Movie theaters, textbook companies and airlines were examples of popular and lucrative clients for the newspaper at the time, according to Marcus. Marcus explained that, on Fridays, the Daily Cal would run ads for local churches, which would have the title of the sermon being preached.
Marcus described how the advertising team was given a lot of freedom with the copy they wrote.
“There were some advertisers — one of them was a burger place — who basically said ‘put whatever copy you want,’ ” Marcus said. “Those ads were often very rude. … We had contests in the office about inventing an ad script that would advertise the burger: ‘Want something warm between your buns?’ ”
Mariani described that the Daily Cal sometimes had to make difficult calls as to whether to value increased print revenue or more coverage of important political issues. Mariani discussed how, during the demonstrations at People’s Park, the advertising department had to decide whether it would cut lucrative ad copy for companies such as Bank of America in order to have more space to write about the protests.
Since Marcus and Mariani worked in the advertising department, the process of physically printing the advertisements has dramatically evolved.
Marcus explained how staff members used to have to go down to the printer’s office, off campus “at the crack of midnight” to print ads with a hot press and read the ad copy to make sure there were no errors. However, Marcus said, you could only read the ad copy once you put ink and paper on it.
“It was the reverse of how you would read it, which meant you were reading a story with the letters backwards, or looking at an ad backwards,” Marcus said.
This meant there were sometimes “egregious mistakes.” Similar to today, the Daily Cal had to comp the client and rerun the ad, error-free.

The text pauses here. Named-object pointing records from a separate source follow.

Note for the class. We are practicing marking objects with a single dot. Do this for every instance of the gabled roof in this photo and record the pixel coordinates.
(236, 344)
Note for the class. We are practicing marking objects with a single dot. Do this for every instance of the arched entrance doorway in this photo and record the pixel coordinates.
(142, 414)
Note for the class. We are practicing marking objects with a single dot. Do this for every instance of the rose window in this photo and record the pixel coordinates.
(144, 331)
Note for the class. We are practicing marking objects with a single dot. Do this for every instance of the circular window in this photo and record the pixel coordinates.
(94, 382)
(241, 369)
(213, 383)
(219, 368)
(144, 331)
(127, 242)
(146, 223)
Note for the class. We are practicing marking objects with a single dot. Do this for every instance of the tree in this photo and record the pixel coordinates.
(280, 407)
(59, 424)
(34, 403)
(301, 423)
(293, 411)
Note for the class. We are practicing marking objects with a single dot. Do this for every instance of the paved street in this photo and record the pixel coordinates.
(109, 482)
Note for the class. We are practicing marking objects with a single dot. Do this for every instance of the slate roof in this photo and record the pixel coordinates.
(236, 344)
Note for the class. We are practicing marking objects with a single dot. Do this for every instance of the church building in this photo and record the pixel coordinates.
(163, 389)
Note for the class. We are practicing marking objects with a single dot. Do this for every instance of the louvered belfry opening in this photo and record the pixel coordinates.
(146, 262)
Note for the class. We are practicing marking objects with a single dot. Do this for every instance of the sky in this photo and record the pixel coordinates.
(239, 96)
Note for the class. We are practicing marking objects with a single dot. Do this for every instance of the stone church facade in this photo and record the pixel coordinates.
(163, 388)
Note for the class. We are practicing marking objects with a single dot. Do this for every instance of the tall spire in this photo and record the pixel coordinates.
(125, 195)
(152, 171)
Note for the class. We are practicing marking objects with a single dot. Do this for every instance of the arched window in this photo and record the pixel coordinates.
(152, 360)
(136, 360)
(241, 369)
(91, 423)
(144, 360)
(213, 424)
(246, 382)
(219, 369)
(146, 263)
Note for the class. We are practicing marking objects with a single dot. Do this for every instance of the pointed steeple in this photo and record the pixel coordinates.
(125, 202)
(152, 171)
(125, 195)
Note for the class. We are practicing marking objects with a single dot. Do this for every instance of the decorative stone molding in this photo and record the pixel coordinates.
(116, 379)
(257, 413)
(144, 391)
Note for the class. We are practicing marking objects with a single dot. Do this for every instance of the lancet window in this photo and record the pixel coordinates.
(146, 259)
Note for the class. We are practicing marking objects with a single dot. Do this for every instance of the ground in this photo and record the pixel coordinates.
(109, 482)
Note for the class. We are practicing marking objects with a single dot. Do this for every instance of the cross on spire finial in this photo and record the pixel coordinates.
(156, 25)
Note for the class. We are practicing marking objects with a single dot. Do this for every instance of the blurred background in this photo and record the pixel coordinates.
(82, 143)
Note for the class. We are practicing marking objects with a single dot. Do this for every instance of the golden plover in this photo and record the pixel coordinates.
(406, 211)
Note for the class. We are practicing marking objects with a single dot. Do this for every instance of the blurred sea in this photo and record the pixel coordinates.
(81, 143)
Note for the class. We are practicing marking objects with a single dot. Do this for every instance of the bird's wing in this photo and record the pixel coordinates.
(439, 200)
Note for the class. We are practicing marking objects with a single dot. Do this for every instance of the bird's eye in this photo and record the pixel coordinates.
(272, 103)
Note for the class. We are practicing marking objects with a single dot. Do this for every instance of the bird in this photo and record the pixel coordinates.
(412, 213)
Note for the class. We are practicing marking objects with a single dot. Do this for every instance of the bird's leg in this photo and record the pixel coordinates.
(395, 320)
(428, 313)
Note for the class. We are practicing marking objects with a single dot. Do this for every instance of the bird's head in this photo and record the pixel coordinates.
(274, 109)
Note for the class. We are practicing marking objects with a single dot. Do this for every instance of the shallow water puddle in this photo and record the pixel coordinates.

The intricacies of physically printing an ad then are much different than the process of running ads today. Today, online ads have opened up more options for the newspaper to gain revenue, such as social media, impressions (the number of page views an ad receives) or sponsored content.
Additionally, the transition to color printing has put a greater emphasis on the visual design of ads, and today, the Daily Cal has a robust design team that works with advertising to design custom-made artwork for clients.
Mariani said she particularly enjoyed working with small, local businesses, such as those on Telegraph Avenue, which account executives could develop relationships with, versus large, national corporations who were less involved in the process.
Marcus recalls how there used to be department and retail stores who would want to place “back-to-school” ads at the beginning of the semester, and airlines who would want to place ads around spring break. These kinds of national clients would go to their advertising agencies — who would “have all the details of how to reach the student newspapers” — and tell them to place ads in all the newspapers of the major universities, Marcus explained.
These companies had identified students as a market. This hasn’t changed; what has changed is the way in which companies use advertising to market products or services to students, according to Marcus. With more companies transitioning to in-house advertising, the use of ad agencies has become less popular, and now, the Daily Cal does most of the prospecting of sales clients on its own.
Even though ad options have expanded, the process of procuring and verifying the success of ads is similar today as it was in the 1960s.
“Some of the basics of staying in touch with your customer (and) understanding what your customer wants: How are you really helping them? How do you verify that your ad does any good?” Marcus said. Those are still relevant questions today.
Ultimately, the advertising section of the Daily Cal reflects both how the values of Berkeley and society have changed. Looking back in time, ads reflect the pop culture, entertainment and politics at the time of their publication. Ads also provide a way of chronicling the small businesses which have made Berkeley their home.
“I got an appreciation for the fact that anything that’s being produced in terms of newspapers, magazines, TV, what have you, how important the advertising part of it is in order for it to exist — if we wanted to have a 24-page paper … we needed to have sufficient advertising in order to pay for it,” Mariani said.